In February 1942, Ruth’s father Umakichi, a 60 year-old farmer who had been living in the United States for forty years, was arrested by FBI agents and taken to a camp in New Mexico. The family did not see him for almost two years. In April, Ruth was sent along with her mother and five siblings to the Santa Anita race track in Arcadia, California, where they lived for five months in two horse stalls. They took only what they could carry. “The stench was horrible,” she recalled. “The smell of horse dung never left the place the entire time we were there.”
Suddenly Ruth did not have to work long hours on the family farm, and she used her free time to draw. Among the detainees were animators from the Walt Disney Studios, who taught art in the grandstands of the race track. In September, the Asawa family was sent by train to an incarceration camp in Rohwer, Arkansas, where Ruth continued to spend most of her free time painting and drawing.

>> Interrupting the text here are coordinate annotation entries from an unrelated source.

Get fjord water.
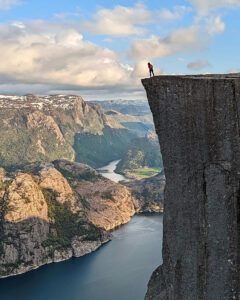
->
[97,160,127,182]
[0,215,162,300]
[0,161,162,300]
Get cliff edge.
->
[142,74,240,300]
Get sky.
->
[0,0,240,100]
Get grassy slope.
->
[117,138,163,174]
[74,127,136,168]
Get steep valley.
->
[0,160,140,277]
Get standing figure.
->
[148,63,154,77]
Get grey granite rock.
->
[142,74,240,300]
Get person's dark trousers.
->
[150,70,154,77]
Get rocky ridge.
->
[0,160,139,277]
[142,74,240,300]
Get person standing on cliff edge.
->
[148,63,154,77]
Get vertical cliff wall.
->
[142,74,240,300]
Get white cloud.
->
[131,25,208,59]
[207,16,225,35]
[81,3,152,37]
[228,68,240,73]
[177,57,186,61]
[0,0,21,10]
[0,21,136,88]
[158,6,191,21]
[187,60,211,71]
[188,0,240,16]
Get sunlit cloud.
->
[187,60,211,71]
[188,0,240,16]
[0,0,22,10]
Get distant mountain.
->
[90,100,151,116]
[116,130,163,175]
[0,95,152,170]
[0,160,140,278]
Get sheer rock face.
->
[0,160,138,278]
[142,74,240,300]
[54,160,140,230]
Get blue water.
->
[0,215,162,300]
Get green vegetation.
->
[142,187,163,211]
[42,188,101,248]
[0,126,74,171]
[74,127,136,168]
[116,138,163,176]
[53,161,101,184]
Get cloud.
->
[0,0,21,10]
[188,0,240,16]
[207,16,225,35]
[131,25,208,59]
[158,6,191,21]
[80,3,152,37]
[177,57,186,61]
[228,68,240,73]
[0,21,137,89]
[187,60,211,71]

The Rohwer Relocation Center, surrounded by eight watch towers and barbed wire fences, held eight thousand Japanese Americans. It was built next to a swamp of cypress trees.
“There were lines for everything,” Ruth recalled. “I believe half of our time there was spent waiting in line.” The water was hard to get used to. “It smelled like rotten eggs. The only way it was halfway palatable was to boil it and make tea.” The Asawa family lived in a tar-paper barracks in Block 13.

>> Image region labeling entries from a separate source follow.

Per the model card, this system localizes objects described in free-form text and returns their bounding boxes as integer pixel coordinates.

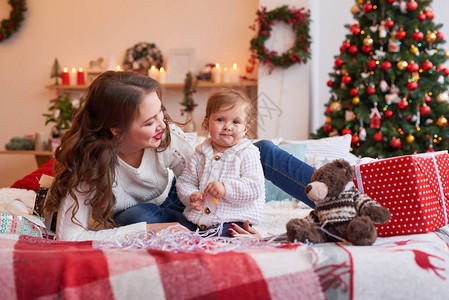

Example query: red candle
[76,68,85,85]
[62,68,70,85]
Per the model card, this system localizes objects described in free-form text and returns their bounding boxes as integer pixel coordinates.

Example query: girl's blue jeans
[114,140,315,236]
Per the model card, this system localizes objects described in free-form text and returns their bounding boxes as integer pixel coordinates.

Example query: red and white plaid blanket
[0,234,324,300]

Ruth was fortunate because her period of incarceration lasted only sixteen months. A Quaker organization called the Japanese American Student Relocation Council gave her a scholarship to attend college in Milwaukee, Wisconsin.

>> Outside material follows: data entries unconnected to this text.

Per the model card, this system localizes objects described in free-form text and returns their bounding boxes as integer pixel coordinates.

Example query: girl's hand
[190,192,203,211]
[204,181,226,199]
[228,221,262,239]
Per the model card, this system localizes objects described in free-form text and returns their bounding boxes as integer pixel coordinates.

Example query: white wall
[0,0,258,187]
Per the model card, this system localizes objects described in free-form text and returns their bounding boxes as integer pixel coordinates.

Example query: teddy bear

In August 1943, she was issued an identification card by the War Relocation Authority that permitted her to travel to Milwaukee. Her high school English teacher from Rohwer, Mrs. William Beasley, drove her to the train station. She told Ruth, “This is a terrible thing my government has done to your people. Don’t look back on your life here. You must go on.” She did not see her parents again until September 1945, shortly before they were released in November of the same year.
For many Japanese Americans, the upheaval of losing everything, most importantly their right to freedom and a private, family life, caused irreparable harm. For Ruth, the incarceration was the first step on a journey to a world of art that profoundly changed who she was and what she thought was possible in life. In 1994, when she was 68 years old, she reflected on the experience:
“I hold no hostilities for what happened; I blame no one. Sometimes good comes through adversity. I would not be who I am today had it not been for the Internment, and I like who I am.”